Sunday, July 23, 2006

Going From Bad To Worse

By Joseph L. Galloway
Miami Herald
July 23, 2006

The world's attention is focused this week on the renewed fighting in Gaza and Lebanon, but let's not take our eyes off the situation in Iraq, which is going from bad to worse.

Does anyone in the administration still want to quibble over what definition of the ''civil war'' applies to the bloody mess in Iraq when the United Nations is reporting that during the month of June sectarian violence killed an average of more than 100 Iraqis a day?

What would they prefer to call it when a single car bomber last week drove into the heart of Shiite rebel cleric Moqtada al-Sadr's hometown of Kufa and, after assembling a large crowd of Shias looking for jobs, set off his bomb and killed 53 and injured more than 105?

The U.N. report says that the number of violent deaths of Iraqis this year rose 77 percent from January's 1,778 to June's 3,149. The total number of civilian dead for the first half of 2006, the United Nations estimates, is 14,338.

What this says, put simply, is that the Sunni vs. Shia communal slaughter is rapidly accelerating, and that nothing the U.S. forces or the fledgling Iraqi government has done or is doing is making the least bit of difference.

What is also says is that our best hope for an orderly withdrawal of American and coalition forces from Iraq is going awry. The Iraqi army and police forces -- remember that as they stand up we will stand down -- are turning out to be more of a problem than a solution.

Both army and police are made up almost entirely of Shia and Kurds, and various militias of both have infiltrated the ranks, especially of the police. Some of them have not merely facilitated but participated in the revenge slaughter of Sunnis.
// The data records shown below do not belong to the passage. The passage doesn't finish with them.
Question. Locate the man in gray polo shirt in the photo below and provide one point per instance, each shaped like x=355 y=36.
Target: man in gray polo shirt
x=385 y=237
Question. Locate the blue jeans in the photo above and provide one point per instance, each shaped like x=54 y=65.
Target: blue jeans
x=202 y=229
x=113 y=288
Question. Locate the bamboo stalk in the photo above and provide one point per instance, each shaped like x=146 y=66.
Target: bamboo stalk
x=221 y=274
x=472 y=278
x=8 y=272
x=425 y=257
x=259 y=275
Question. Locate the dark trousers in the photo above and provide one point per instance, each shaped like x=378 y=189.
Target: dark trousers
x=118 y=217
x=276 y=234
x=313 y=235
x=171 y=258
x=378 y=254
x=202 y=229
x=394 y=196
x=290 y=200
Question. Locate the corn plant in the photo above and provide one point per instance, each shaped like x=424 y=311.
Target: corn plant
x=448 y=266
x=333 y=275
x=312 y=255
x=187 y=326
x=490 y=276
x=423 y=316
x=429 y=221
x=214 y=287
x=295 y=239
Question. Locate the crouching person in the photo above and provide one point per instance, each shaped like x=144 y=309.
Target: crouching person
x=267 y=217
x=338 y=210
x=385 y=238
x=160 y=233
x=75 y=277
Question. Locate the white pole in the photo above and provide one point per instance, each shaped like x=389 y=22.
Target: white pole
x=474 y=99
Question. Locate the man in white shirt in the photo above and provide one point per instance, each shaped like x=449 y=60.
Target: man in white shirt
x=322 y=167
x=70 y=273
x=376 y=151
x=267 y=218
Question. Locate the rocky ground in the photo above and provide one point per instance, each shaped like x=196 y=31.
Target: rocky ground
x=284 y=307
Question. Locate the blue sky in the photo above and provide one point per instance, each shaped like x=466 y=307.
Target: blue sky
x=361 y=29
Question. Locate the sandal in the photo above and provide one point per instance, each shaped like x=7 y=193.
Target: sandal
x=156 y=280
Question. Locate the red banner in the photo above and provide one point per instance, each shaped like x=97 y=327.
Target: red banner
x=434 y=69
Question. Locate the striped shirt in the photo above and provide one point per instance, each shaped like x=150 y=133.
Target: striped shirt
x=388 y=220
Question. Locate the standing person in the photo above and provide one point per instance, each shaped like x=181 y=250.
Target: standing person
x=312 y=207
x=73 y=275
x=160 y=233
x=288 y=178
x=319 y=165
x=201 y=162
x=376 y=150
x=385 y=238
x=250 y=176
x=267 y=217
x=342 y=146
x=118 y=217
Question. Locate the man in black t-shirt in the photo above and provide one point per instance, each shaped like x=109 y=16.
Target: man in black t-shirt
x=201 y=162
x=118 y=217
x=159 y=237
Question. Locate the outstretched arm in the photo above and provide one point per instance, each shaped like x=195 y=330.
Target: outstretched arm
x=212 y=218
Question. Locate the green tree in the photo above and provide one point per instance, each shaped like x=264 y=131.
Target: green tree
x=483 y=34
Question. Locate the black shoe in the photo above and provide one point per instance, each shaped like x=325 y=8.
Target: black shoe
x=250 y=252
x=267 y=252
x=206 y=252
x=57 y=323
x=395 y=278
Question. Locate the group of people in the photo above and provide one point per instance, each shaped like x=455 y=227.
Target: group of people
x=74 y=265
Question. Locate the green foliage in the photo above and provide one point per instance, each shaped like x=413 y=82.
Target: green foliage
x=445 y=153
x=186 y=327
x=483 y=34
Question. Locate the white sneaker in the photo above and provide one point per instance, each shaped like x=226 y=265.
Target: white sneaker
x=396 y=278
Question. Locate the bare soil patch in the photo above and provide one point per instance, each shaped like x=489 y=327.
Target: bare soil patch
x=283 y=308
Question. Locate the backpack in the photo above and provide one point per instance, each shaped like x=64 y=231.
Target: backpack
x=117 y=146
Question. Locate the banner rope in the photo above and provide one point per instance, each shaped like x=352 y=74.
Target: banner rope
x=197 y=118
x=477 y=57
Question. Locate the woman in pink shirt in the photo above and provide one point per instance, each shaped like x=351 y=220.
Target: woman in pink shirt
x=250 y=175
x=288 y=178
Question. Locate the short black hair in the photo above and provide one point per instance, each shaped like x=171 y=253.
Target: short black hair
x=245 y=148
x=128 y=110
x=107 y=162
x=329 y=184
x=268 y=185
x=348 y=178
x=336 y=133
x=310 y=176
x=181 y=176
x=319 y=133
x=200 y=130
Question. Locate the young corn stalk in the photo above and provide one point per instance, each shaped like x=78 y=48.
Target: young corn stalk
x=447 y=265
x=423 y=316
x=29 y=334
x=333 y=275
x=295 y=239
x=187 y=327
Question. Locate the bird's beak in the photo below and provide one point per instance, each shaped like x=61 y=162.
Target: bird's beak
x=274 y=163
This is a biblical land, and it's Old Testament in the extreme: An eye for an eye is only a beginning.

We've paid close attention to the American casualties in this 3 ½-year-old war but avoided trying to come up with any precise tally of the growing Iraqi civilian casualties. The numbers killed have ranged from President Bush's estimate of 30,000 a few months back to a more recent guess of 50,000 or more.

What's happening now, as McClatchy Newspapers' Tom Lasseter reports from Baghdad, is no longer the ''trembling on the brink of civil war'' of months gone by, but the real thing. If you don't believe it, ask Sunnis and Shia in Baghdad who are no longer safe in their own homes and shops or on the streets or riding a bus. Ask the thousands of Iraqi refugees who've been forced to flee mixed neighborhoods in towns and cities where they'd lived in peace with those who believed differently.

Of what use is a democratic government that cannot secure the most basic of human rights -- the right to life, the right to be secure in your own home? Of what use is an American force that toppled a bloody dictator but has left many Iraqis worse off than they were before?

The daily sectarian blood bath makes it harder and harder for even the most Pollyanna-ish to believe that Iraq somehow is going to emerge as a unified, secular, democratic nation where Sunni and Shia and Kurds and Turkomen work together to build a future.

It makes an American president's declarations that we'll somehow achieve victory in Iraq if we only stay the course ring ever more empty.

Who gets to define victory? The Iraqis or us? At some point, both sides may be willing to define victory -- or at least relief -- as our departure from that sad and bloody land. If so, let's hope that we at least have learned some useful lessons from an investment of 2,500 American lives and $400 billion or more of our taxpayers' money:

*''To jaw, jaw-jaw is always better than to war-war.'' (Thanks, Sir Winston Churchill)

*There is never a time when some way cannot be found to avoid drawing the sword. (Thanks, Gen. Ulysses S. Grant)

*Never go to war assuming that everything will turn out right, because no battle plan survives first contact with the enemy.

*Avoid going to war in a place where you have little or no understanding of the people, culture and history. (See Sun Tzu, fourth century BCE.)

*Be prepared to be at least as adaptive in your tactics as your enemy is in his.

*War may be too important to be left to the generals, but it sure can't be left to politicians who have no experience of it.

Joseph L. Galloway is former senior military correspondent for Knight Ridder Newspapers.